2013-1-22 17:41| 发布者: patrick| 查看: 1305| 评论: 0

摘要: 陈文伯 译

Call it a tug of war between geraniums and smokestacks. For the Far West in general and California in particular, the issue of the late 1980s will be how to maintain the quality of life in an era of galloping growth that promises to last into the next century. With a few exceptions, the region’s economy remains healthy and the preoccupation has shifted from jobs. While that problem might be welcomed as a boon in blighted regions, it troubles many in urban parts of the West. San Diego, America’s fastest growing city in the 1970s, seeks to cling to its canyons and sagebrush in the face of estimates that its population may near the 2 million mark by the year 2000. Other California cities are just as worried. In recent elections, San Francisco and Los Angeles both approved voter-initiative referendums limiting growth.

San Diego’s mayor, Maureen O’Connor, likes to say when it comes to a choice between environment and industry, put her down on the side of the flowers. In office since last fall, she is unabashedly nostalgic about the San Diego of her childhood—a small city of 35000 that is no more. “I remember when the valleys were full of dairy farms, there were no high-rises downtown, the freeways were practically empty and everybody knew everybody.
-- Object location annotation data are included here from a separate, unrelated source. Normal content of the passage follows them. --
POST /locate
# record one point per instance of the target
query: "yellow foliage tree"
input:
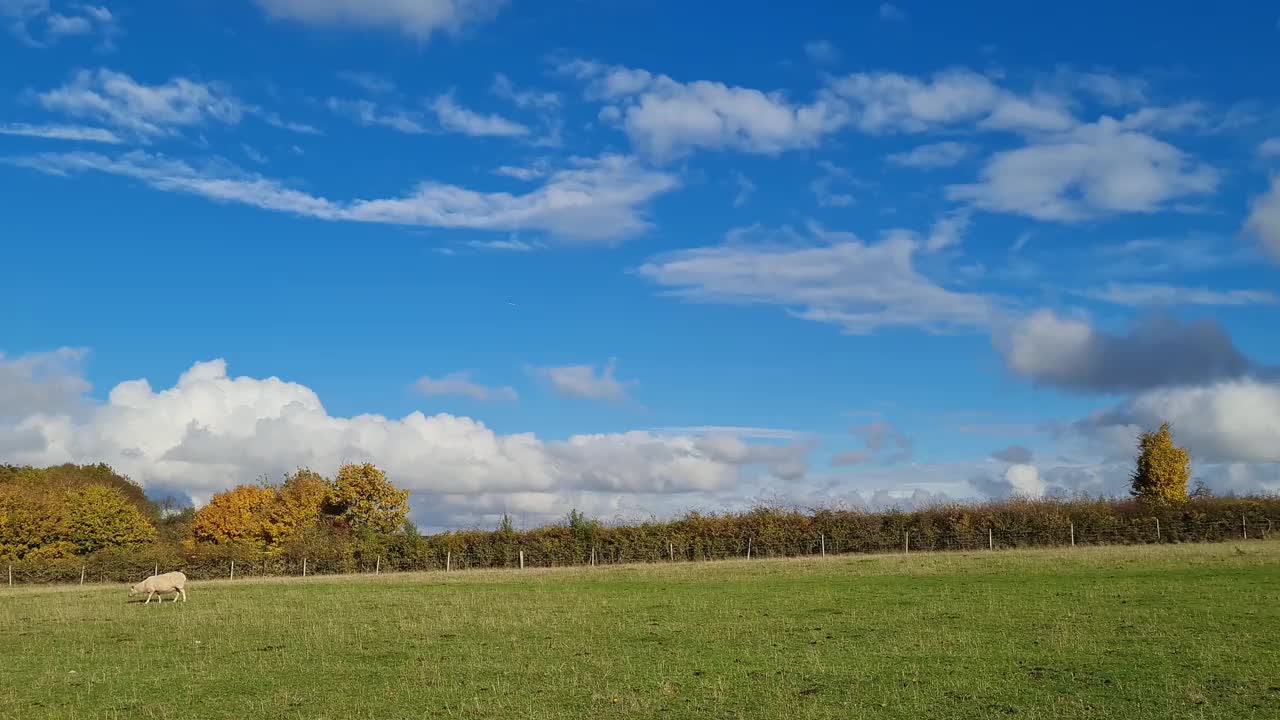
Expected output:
(362, 496)
(1162, 469)
(298, 504)
(240, 515)
(103, 516)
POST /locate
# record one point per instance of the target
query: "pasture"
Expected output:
(1150, 632)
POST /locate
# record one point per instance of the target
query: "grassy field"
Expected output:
(1125, 632)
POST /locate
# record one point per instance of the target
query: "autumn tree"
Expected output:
(240, 515)
(298, 504)
(1162, 469)
(103, 516)
(362, 496)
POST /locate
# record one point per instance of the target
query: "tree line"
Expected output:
(64, 518)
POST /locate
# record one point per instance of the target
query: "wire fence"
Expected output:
(638, 550)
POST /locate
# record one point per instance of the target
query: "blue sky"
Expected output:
(640, 256)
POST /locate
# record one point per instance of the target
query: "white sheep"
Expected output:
(163, 583)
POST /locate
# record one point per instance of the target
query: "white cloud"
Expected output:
(1228, 422)
(41, 382)
(667, 119)
(1155, 294)
(62, 132)
(821, 276)
(368, 113)
(933, 155)
(456, 118)
(39, 24)
(416, 18)
(822, 51)
(824, 186)
(524, 99)
(593, 200)
(891, 13)
(1074, 355)
(745, 188)
(118, 100)
(211, 431)
(584, 382)
(1264, 220)
(369, 82)
(521, 173)
(461, 383)
(947, 231)
(1093, 171)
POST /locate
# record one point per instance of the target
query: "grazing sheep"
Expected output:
(160, 584)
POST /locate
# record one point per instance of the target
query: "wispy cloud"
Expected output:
(147, 110)
(456, 118)
(594, 200)
(933, 155)
(461, 384)
(821, 276)
(585, 382)
(416, 18)
(1169, 295)
(62, 132)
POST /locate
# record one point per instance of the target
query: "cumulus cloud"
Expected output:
(666, 118)
(1264, 220)
(1073, 355)
(1095, 169)
(461, 383)
(211, 431)
(80, 133)
(1235, 420)
(821, 276)
(932, 155)
(41, 382)
(595, 199)
(118, 100)
(1018, 481)
(456, 118)
(416, 18)
(584, 382)
(882, 436)
(1015, 454)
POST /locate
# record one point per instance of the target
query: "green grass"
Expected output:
(1125, 632)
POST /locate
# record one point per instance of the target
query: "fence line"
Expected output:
(675, 548)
The city over which she now presides has since become the sixth largest in America and one of its most bustling. To say it is in the full flush of health would understate it. The metro area’s gross product soared from $11.3 billion in 1970 to $36.6 billion in 1985. Sony is exploring expansion of its television-assembly plant, the city issued more than $500 million worth of apartment-building permits last year, and a $139 million convention center is on the drawing boards. But all of this has come at a steep price, and the mayor is finding her commitment to flowers being tested at every turn.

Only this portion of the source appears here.